On ‘confidential expenses’
Brosas also said the Gabriela Partylist wanted to ask about the OVP’s P500 million confidential fund, which she called a “black budget.” She claimed it is the first time the office would be given such funding.
“Gabriela Partylist was supposed to question the OVP’s proposed P500 million confidential fund as this is the first time the office will be given a black budget,” she said.
“Why does the Vice President need confidential funds? What are the items that OVP would spend on confidentially? If they have nothing to hide, they should be ready to answer questions about this,” she added.
“We are talking about P500 million, which could have been used to give cash aid to low-income families or education subsidy for struggling students.”
Munsayac previously explained that the fund allocated for “confidential expenses” will be used on the parameters set by the DBM and the Commission on Audit (COA).
“The position and mandate of the Vice President allow her to utilize those kinds of funds regarding peace and order and national security,” noting that the OVP’s livelihood projects will be implemented in conflict areas,” he said.
“So we will make sure that this fund will be used correctly and only to support the OVP’s programs,” he added.
Based on Joint Circular No. 2015-01 of the DBM, COA, Department of the Interior and Local Government (DILG), Department of National Defense (DND), and Governance Commission for GOCC(GCG), confidential expenses refer to the expenses “related to surveillance activities in civilian government agencies that are intended to support the mandate or operations of the agency.”
Confidential fund refers to “the lump-sum amount provided as such in the GAA for NGAs, in appropriation ordinances for LGUs (local government units), and in the COBs (corporate operating budget) for GOCCs (Government-Owned or-Controlled Corporation), for their Confidential Expense.”

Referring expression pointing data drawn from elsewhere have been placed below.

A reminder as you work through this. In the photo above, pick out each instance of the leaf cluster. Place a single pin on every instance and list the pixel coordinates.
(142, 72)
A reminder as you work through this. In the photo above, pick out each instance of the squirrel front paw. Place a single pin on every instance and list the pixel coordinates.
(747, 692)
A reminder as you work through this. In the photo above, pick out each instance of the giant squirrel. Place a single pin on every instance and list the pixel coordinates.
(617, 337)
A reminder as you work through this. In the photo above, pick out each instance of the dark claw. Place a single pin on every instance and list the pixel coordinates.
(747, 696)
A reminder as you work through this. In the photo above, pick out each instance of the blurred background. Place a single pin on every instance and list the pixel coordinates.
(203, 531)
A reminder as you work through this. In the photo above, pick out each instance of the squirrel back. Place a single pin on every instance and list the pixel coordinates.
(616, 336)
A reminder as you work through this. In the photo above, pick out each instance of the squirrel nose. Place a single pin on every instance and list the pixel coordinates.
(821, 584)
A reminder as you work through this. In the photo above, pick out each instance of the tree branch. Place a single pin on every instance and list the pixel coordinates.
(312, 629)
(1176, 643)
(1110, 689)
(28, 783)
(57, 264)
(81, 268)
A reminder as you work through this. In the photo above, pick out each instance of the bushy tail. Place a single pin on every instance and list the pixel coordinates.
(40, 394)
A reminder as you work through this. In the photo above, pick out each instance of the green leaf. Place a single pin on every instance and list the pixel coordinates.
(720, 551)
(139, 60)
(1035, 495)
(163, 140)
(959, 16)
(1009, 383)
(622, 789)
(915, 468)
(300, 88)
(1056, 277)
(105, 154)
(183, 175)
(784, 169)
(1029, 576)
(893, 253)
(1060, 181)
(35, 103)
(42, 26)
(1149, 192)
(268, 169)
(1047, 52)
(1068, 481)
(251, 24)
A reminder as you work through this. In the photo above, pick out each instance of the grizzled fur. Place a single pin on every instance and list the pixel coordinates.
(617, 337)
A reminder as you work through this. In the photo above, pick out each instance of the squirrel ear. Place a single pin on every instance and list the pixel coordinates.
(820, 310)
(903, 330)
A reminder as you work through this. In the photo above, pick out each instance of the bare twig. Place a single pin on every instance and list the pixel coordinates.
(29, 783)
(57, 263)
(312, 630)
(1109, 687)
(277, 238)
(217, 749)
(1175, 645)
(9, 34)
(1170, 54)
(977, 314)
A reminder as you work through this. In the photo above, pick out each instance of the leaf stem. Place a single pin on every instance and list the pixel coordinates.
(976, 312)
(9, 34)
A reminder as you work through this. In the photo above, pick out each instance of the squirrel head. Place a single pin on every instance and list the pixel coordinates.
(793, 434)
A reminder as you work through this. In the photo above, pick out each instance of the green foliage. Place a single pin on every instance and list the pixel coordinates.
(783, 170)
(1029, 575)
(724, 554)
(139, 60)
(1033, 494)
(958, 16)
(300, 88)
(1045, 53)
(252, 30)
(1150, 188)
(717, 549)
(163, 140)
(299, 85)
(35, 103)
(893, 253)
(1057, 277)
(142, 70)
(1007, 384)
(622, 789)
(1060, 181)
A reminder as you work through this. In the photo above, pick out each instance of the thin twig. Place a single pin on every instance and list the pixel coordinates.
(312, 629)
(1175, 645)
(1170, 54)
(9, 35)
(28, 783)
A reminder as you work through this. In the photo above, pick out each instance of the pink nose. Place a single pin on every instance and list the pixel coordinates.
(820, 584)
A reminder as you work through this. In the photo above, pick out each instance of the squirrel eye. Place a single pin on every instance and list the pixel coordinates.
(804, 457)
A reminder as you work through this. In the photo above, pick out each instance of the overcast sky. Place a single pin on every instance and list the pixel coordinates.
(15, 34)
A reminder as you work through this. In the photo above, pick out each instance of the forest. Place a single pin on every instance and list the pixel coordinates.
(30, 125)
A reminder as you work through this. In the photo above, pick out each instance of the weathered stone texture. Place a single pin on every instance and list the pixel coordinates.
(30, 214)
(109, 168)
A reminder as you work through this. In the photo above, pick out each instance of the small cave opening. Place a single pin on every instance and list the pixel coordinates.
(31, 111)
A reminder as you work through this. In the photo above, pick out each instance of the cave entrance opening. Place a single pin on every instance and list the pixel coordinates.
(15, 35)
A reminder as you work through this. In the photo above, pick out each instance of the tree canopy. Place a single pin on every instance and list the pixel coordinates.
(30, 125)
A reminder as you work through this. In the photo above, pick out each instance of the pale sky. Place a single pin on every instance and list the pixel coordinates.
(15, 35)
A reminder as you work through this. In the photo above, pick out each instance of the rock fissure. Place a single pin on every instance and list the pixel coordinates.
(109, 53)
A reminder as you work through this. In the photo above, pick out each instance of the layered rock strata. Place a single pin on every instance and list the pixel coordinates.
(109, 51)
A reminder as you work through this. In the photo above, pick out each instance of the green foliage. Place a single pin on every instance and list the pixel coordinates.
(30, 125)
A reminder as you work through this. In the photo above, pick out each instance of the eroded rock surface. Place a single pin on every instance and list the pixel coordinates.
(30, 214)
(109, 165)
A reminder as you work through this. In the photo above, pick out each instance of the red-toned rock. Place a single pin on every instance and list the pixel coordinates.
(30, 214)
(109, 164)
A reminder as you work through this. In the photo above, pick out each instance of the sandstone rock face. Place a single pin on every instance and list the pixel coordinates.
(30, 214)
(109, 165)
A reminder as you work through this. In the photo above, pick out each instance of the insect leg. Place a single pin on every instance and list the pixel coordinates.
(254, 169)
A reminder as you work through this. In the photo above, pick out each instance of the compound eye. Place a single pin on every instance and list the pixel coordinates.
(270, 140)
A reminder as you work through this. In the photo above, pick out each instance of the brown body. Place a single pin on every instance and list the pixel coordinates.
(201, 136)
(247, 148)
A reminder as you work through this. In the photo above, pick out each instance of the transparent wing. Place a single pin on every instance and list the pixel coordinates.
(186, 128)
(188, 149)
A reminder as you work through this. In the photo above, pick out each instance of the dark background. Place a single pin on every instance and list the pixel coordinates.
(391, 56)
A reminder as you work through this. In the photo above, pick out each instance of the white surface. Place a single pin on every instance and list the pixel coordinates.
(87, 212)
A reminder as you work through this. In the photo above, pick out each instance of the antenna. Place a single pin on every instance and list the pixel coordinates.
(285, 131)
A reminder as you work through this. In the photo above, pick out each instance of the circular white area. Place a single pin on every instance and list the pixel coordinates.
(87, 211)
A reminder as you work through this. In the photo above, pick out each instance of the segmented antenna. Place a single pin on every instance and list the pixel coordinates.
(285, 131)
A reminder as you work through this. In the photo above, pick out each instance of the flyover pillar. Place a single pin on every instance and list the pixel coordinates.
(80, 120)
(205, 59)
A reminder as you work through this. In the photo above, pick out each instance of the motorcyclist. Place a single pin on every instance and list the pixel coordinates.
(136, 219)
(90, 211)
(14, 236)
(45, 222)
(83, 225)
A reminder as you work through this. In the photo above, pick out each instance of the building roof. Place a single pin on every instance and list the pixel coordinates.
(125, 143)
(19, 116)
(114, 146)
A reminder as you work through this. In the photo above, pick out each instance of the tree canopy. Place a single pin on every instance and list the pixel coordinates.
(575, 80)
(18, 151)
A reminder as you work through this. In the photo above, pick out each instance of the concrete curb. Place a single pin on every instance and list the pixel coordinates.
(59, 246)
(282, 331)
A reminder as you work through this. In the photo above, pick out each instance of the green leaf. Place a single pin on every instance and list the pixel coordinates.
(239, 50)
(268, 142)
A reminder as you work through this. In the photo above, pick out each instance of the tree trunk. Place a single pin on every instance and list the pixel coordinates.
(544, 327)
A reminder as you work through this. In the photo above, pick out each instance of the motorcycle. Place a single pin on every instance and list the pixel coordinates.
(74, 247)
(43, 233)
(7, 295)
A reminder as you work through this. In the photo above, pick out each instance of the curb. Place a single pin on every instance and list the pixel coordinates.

Confidential Funds can only be used for the following:
- Purchase of information necessary for the formulation and implementation of programs, activities, and projects relevant to national security and peace and order
- Rental of transport vehicle related to confidential activities
- Rentals and the incidental expenses related to the maintenance of warehouses
- Purchase or rental of supplies, materials, and equipment for confidential operations that cannot be done through regular procedures without compromising the information gathering activity concerned
- Payment of rewards to informers (non-employee of concerned government agency) subject to three conditions
- Uncover/Prevent illegal activities that pose a clear and present danger to agency personnel/property, or other facilities and resources under the agency protection, done in coordination with the appropriate law enforcement agencies
- Others that may be authorized by the GAA or other special Iaw/s.
For Zyza Nadine Suzara, director of governance think tank iLead ( Institute for Leadership, Empowerment, and Democracy), the confidential funds might not be aligned with the mandate of the OVP.
“It’s strange and I think it’s not fiscally prudent for the OVP to request [such funds]. First of all, I think the OVP is not involved in those types of activities—such as programs like peace talks…programs [involving] law enforcements,” Suzara said in the online program Facts First.
“Historically, the OVP does not have confidential funds, although the OVP has what we call extraordinary and miscellaneous expenses,” she added. Under the proposed 2023 budget, P620 million will be allocated to extraordinary and miscellaneous expenses of the OVP.
“Is that really the mandate of the OVP? To carry out confidential activities?”
2023 budget: not yet passed
Amid the criticisms, Marikina City Rep. Stella Luz Quimbo clarified that the OVP’d P2.3 billion budget for next year has not yet been approved and will still undergo plenary debates.
“We did not pass the budget of the OVP yesterday. We simply had a briefing during the hearing,” Quimbo explained in an interview over ANC’s Headstart.
“It’s not yet approved. Remember that this will have to go through the plenary debates and our internal deadline is October 1,” she added.